Frank, whose diary of her time hiding during the Holocaust remains globally renowned, would have been 90.
Sunday's ceremony was marked with prayers, readings of passages of Anne’s diary, religious songs, and words from Holocaust survivor Meir Usherovitz, 92, of St. James, who recounted his experiences.
Usherovitz talked about being taken away by the Nazis, surviving multiple concentration camps including the infamous Auschwitz camp, and living through the deaths of many close to him.
“I do [these speeches] because I want people to know what people can do to each other,” he said.
Being at the garden “makes me feel about how what she went through," Usherovitz said. "I understand; I went through this also.”
Suffolk Legis. Susan Berland, formerly a Huntington Town councilwoman, and Lupinacci said Frank’s writing has never been more important.
“The uptick in anti-Semitic incidents in New York has been tremendous,” Berland said. “The overwhelming number of anti-bias events are against Jews, and then there’s the shooting in temples.”
If more people were exposed to Frank and her writings, such hate would decrease, she said.
Those who attended the ceremony came with the same vision. Sharon Chenkoff, from Nassau County, was at the garden for the first time Sunday.
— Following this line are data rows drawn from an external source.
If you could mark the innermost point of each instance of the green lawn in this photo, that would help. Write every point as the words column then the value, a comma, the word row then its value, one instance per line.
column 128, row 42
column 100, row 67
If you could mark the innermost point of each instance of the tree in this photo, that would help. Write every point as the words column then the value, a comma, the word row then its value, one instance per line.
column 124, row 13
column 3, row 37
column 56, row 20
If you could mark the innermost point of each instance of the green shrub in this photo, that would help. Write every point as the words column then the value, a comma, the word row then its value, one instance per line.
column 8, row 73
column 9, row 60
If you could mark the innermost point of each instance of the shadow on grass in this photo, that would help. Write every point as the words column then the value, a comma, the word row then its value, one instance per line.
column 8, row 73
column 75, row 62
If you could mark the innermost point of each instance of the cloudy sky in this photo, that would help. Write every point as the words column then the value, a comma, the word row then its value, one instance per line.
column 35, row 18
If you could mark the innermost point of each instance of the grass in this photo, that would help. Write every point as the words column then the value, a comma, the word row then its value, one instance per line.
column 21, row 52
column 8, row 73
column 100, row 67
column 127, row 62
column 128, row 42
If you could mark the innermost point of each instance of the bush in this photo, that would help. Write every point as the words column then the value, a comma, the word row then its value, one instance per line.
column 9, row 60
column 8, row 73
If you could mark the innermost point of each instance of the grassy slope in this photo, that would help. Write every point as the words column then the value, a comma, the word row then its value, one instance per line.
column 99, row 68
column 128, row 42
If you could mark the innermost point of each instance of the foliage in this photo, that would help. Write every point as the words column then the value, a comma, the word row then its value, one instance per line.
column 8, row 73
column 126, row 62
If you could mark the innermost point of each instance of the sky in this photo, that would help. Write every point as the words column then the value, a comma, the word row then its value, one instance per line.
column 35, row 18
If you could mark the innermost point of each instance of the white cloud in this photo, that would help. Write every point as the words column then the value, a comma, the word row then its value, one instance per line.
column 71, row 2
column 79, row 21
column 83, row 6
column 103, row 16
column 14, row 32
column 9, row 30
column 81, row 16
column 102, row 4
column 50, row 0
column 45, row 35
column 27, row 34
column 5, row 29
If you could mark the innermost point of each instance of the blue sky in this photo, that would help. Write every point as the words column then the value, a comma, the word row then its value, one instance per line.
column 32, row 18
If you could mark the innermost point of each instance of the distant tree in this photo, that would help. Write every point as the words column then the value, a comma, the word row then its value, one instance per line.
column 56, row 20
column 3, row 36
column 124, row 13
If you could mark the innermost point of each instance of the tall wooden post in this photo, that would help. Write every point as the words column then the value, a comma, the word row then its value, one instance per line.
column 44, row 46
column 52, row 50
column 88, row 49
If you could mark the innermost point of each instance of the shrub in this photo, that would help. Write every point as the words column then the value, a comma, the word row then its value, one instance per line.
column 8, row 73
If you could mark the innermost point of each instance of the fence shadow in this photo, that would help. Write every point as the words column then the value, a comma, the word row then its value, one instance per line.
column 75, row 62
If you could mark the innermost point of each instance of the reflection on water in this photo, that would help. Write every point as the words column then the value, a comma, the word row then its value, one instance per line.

“Anne Frank left us a lot of courage, and we wanted to respect her. When we heard about this thing [the ceremony], we wanted to attend,” she said. She brought her granddaughter “to teach her," Chenkoff said.
Usherovitz’s daughter Ronnit Kessler, a Huntington resident, was also seeing the garden for the first time, and said she plans to be back.
“It’s a sanctuary of sorts and a means to keep the memory of the Holocaust alive, and hopefully, for future generations to really take it in,” she said, adding that she feels proud and “very fortunate that it’s [a part of] my town.”
Berland said the garden was important to help people keep in mind Frank’s ideal of believing in good no matter how much evil one faced.
“I don’t believe that kind of action is going to win the day,” Berland said of the vandalism. “I believe in events like this that talk about love and compassion and a bright future. That’s what’s going to lead us and our next generation.”
Anne Frank Memorial Garden
• The Melville park project was spearheaded by former Huntington Town Councilwoman Marlene Budd and, later, then-Councilwoman Susan Berland took charge with landscaper Steve Dubner to unveil it in 2010.
• The memorial consists of a circular pathway that surrounds a garden. The pathway’s texture is broken into stages, each symbolizing the different time in the life of Anne Frank.
• Two chestnut trees are near the memorial. To Anne Frank, a chestnut tree she could see while in hiding came to symbolize freedom.